La situation des langues en Amérique du Nord n'est pas du tout comparable à celle en Europe. En Amérique, au nord du Rio Grande, l'anglais est la langue usuelle de 98% de la population, alors qu'aucune langue usuelle n'est majoritaire en Europe.

De plus, en Europe, chaque culture linguistique protège sa langue dans les services publics offerts à l'intérieur de son pays, ou de son territoire dans le cas de la Wallonie, la Flandre, les quatre régions linguistiques de la Suisse, la Catalogne, le pays basque, l'Écosse...

En Amérique du Nord, la langue française va devenir une langue morte assez rapidement si elle n'est pas obligatoirement utilisée au travail et dans les services publics au Québec, entre résidents du Québec. Une telle exigence existe partout en Europe comme aux États-Unis pour la langue du pays ou du territoire, selon le cas. Le Québec n'agit pas différemment de ces autres pays ou territoires.

À l'intérieur du Canada, le Québec ne peut pas encourager le bilinguisme dans les deux langues officielles du pays si les autres provinces ne font pas de même, sous peine de voir la langue française disparaître.

Évidemment, une fois la langue française protégée au Québec et au Canada, il n'y a aucun problème à encourager les Québécois à apprendre à parler, lire et écrire au moins deux langues, et idéalement plus. D'ailleurs, comme M. Pound l'écrit, il n'y a qu'en Amérique du Nord, mais anglophone seulement, où on considère que parler une seule langue passablement bien est une grande réussite.

Au Québec, les francophones ont toujours eu un talent inné pour apprendre les autres langues. L'exploration par les nations européennes de la nouvelle Amérique, au nord du Rio Grande et dans les Antilles, a largement bénéficié des connaissances des francophones qui avaient appris les autres langues des peuples conquérants et celles des peuples autochtones.

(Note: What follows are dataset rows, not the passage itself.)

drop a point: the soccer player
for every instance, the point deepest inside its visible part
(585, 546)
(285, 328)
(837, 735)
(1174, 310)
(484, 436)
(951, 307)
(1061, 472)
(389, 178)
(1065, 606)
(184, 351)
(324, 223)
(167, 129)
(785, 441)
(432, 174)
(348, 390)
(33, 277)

Depuis l'élaboration d'un système public d'éducation au Québec au début des années 1960, en deux générations, les francophones ont pu améliorer leur langue française et ajouter deux autres langues. En général, la génération de mes parents ne parlait que le français avec une instruction de niveau primaire ou secondaire, ma génération des baby-boomers a ajouté l'anglais à son bagage de connaissances et la génération de mes enfants est maintenant trilingue avec l'ajout principalement de l'espagnol, pour un total de trois langues dans le top cinq des langues parlées par le plus de gens au monde.

Je suis persuadé que mes petits-enfants et leur génération au Québec seront polyglottes en ajoutant une quatrième langue, tout en conservant leur français, en autant que cette langue soit protégée au Québec.

Je suis donc d'accord avec vous pour un Québec ouvert sur le monde. Mais, dans le contexte actuel en Amérique du Nord et surtout dans le reste du Canada unilingue anglais hormis l'Acadie, l'ouverture du Québec sur le monde doit absolument être accompagnée de politiques de protection de la langue française à l'intérieur de son territoire, tant au travail que dans les services publics offerts entre résidents du Québec.

Quant à l'ouverture sur le monde, avec les résidents d'ailleurs, cela devrait se faire dans la langue du client, soit en français lorsque nous sommes clients, et dans l'autre langue lorsque nous sommes fournisseurs. En absence d'une relation client-fournisseur, chacun devrait pouvoir parler sa propre langue, quitte à ce que la personne unilingue se dote des services d'un interprète.